InterpolateStyles(string, string, double, double, int, double?, int?)

Interpolates between two music styles.

public virtual Tensor<T> InterpolateStyles(string promptA, string promptB, double alpha = 0.5, double durationSeconds = 5, int numInferenceSteps = 50, double? guidanceScale = null, int? seed = null)

Parameters

promptA string

First style description.

promptB string

Second style description.

alpha double

Interpolation factor (0 = promptA, 1 = promptB).

durationSeconds double

Audio duration.

numInferenceSteps int

Denoising steps.

guidanceScale double?

Guidance scale.

seed int?

Random seed.

Returns

Tensor<T>

Interpolated spectrogram.

SetParameters(Vector<T>)

Sets the model parameters.

public override void SetParameters(Vector<T> parameters)

Parameters

parameters Vector<T>

The parameter vector to set.

Remarks

This method allows direct modification of the model's internal parameters. This is useful for optimization algorithms that need to update parameters iteratively.

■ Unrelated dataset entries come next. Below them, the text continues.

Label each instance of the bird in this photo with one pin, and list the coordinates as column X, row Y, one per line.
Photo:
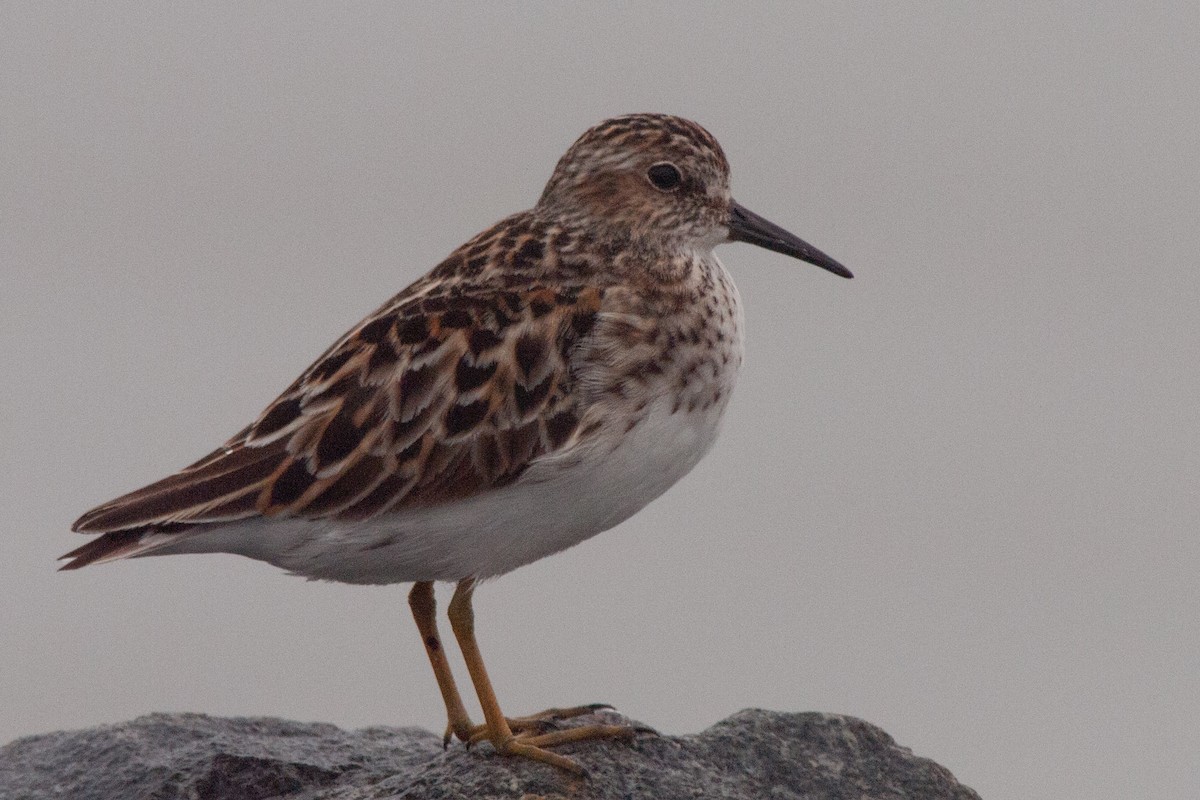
column 540, row 385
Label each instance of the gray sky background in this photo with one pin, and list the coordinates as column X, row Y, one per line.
column 957, row 497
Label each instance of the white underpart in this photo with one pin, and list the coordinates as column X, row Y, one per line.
column 558, row 501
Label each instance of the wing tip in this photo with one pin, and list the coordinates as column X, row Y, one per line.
column 108, row 547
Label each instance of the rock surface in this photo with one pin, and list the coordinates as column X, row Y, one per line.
column 190, row 756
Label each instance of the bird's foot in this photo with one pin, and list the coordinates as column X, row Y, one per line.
column 528, row 737
column 533, row 745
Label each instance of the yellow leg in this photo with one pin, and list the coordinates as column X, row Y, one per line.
column 420, row 601
column 497, row 729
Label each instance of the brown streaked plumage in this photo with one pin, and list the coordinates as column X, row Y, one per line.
column 545, row 382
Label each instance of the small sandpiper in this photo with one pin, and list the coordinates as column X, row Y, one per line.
column 544, row 383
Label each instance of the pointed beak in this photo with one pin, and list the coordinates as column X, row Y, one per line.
column 749, row 227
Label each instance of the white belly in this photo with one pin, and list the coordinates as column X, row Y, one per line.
column 557, row 503
column 553, row 506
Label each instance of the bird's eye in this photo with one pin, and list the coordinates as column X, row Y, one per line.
column 665, row 176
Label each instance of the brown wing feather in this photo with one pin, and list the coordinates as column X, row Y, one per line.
column 433, row 398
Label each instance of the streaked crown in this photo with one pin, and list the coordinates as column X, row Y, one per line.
column 651, row 180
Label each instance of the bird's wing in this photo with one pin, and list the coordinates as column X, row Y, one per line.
column 432, row 398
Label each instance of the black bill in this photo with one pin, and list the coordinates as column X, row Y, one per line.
column 749, row 227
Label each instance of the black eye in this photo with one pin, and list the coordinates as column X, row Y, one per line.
column 665, row 176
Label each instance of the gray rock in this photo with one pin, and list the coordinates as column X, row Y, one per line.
column 190, row 756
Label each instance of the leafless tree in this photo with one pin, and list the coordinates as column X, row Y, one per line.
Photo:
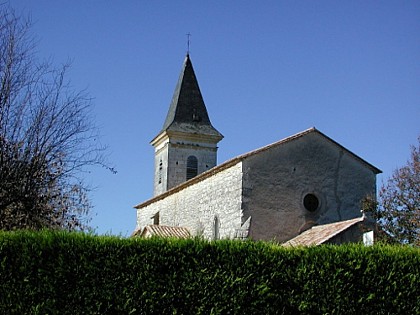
column 47, row 137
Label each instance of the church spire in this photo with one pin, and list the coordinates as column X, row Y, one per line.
column 187, row 112
column 187, row 144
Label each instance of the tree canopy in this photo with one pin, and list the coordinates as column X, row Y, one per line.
column 47, row 137
column 398, row 208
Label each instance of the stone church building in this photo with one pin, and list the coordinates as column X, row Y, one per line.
column 304, row 189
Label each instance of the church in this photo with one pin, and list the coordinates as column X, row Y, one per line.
column 305, row 189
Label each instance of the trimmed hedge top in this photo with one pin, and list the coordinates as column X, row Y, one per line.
column 73, row 273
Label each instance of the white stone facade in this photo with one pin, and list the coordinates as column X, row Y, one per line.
column 261, row 194
column 210, row 207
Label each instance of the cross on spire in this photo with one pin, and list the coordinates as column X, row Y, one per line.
column 188, row 42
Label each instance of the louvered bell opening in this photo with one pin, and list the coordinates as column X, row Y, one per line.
column 192, row 167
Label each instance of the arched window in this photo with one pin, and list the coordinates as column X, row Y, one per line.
column 216, row 226
column 160, row 171
column 192, row 167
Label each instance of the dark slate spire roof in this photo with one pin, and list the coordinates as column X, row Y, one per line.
column 188, row 112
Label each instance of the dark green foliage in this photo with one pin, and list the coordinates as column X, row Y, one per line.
column 74, row 273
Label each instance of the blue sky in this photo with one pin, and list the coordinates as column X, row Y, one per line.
column 266, row 69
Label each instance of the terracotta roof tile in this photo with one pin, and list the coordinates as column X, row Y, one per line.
column 320, row 234
column 163, row 231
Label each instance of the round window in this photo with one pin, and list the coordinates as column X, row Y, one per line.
column 311, row 202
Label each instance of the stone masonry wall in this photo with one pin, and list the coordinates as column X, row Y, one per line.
column 215, row 199
column 277, row 180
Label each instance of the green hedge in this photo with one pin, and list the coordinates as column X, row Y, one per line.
column 71, row 273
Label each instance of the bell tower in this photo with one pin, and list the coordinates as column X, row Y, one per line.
column 187, row 144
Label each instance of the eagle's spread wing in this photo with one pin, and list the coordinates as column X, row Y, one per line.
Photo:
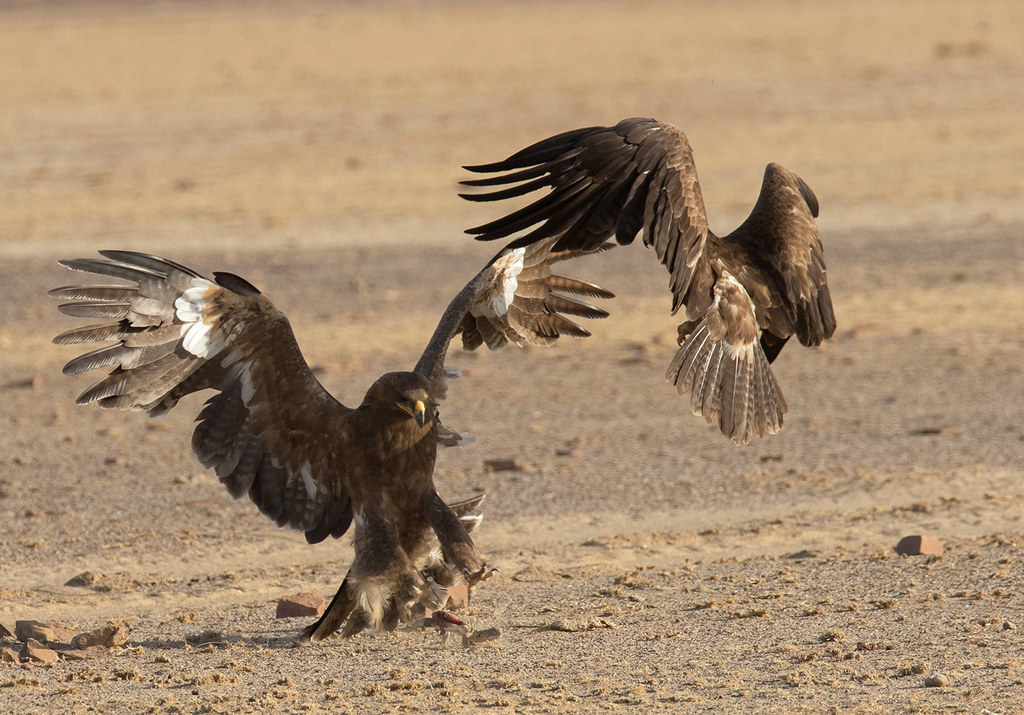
column 515, row 298
column 270, row 431
column 781, row 239
column 768, row 276
column 610, row 181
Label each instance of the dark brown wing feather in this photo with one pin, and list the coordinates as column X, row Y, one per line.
column 780, row 239
column 610, row 181
column 270, row 431
column 605, row 181
column 515, row 298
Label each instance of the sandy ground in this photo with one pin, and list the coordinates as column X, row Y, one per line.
column 315, row 151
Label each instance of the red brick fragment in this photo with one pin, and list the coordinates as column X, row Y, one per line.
column 922, row 544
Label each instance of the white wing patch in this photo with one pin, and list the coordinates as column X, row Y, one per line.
column 190, row 307
column 307, row 481
column 506, row 282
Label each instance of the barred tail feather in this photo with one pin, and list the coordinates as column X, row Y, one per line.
column 730, row 386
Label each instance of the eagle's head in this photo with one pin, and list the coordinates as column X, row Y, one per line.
column 404, row 392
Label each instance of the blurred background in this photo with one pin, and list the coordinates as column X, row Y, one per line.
column 157, row 124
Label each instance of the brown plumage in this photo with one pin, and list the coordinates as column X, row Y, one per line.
column 271, row 431
column 744, row 294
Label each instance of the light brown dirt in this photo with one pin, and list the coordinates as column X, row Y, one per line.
column 315, row 151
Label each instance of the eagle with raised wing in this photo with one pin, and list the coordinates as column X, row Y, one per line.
column 270, row 430
column 744, row 294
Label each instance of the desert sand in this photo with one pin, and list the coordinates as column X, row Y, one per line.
column 646, row 563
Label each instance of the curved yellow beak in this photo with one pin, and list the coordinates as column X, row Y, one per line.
column 418, row 411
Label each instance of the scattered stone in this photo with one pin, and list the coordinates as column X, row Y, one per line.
column 108, row 637
column 43, row 632
column 502, row 465
column 579, row 625
column 90, row 653
column 483, row 636
column 34, row 650
column 86, row 578
column 458, row 596
column 301, row 605
column 919, row 545
column 800, row 555
column 833, row 635
column 6, row 630
column 866, row 645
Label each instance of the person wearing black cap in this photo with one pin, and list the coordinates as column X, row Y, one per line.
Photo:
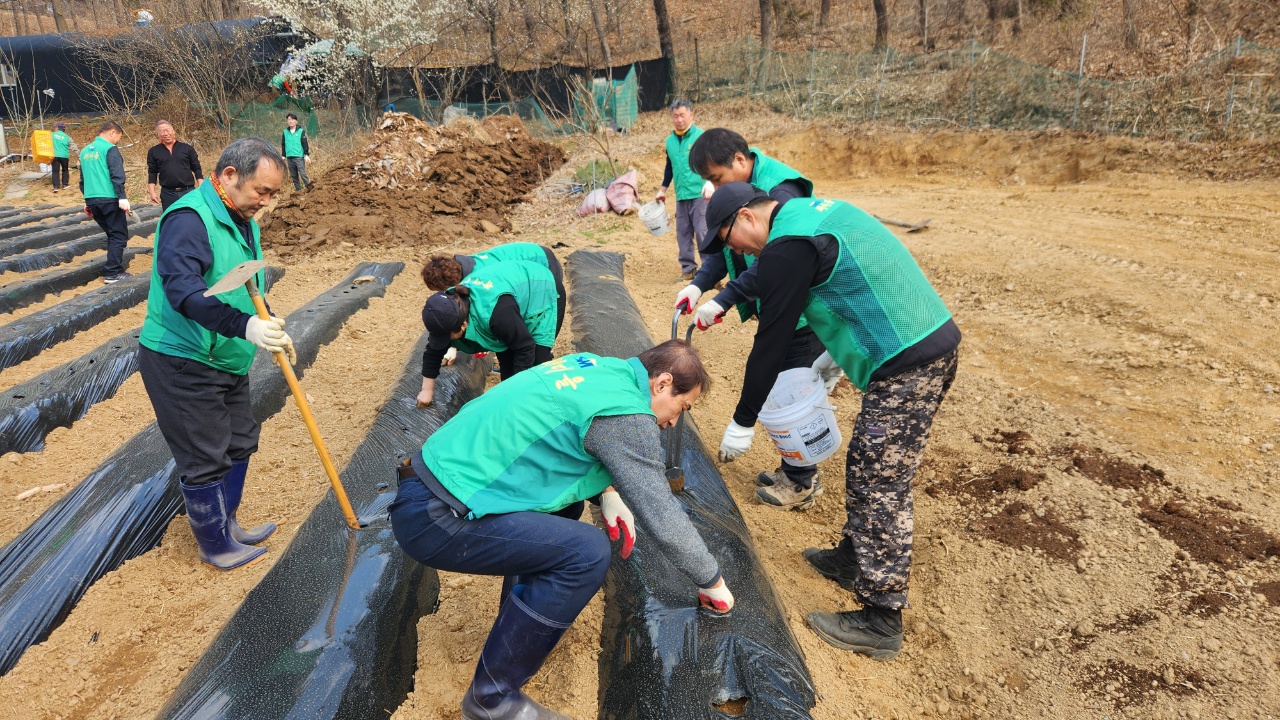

If the length of parameters does not match ParameterCount, an ArgumentException should be thrown.

Exceptions

ArgumentException

Thrown when the length of parameters does not match ParameterCount.

SpectrogramToAudio(Tensor<T>)

Converts a spectrogram to audio waveform.

public virtual Tensor<T> SpectrogramToAudio(Tensor<T> spectrogram)

Parameters

spectrogram Tensor<T>

Input spectrogram tensor.

Returns

Tensor<T>

Audio waveform tensor.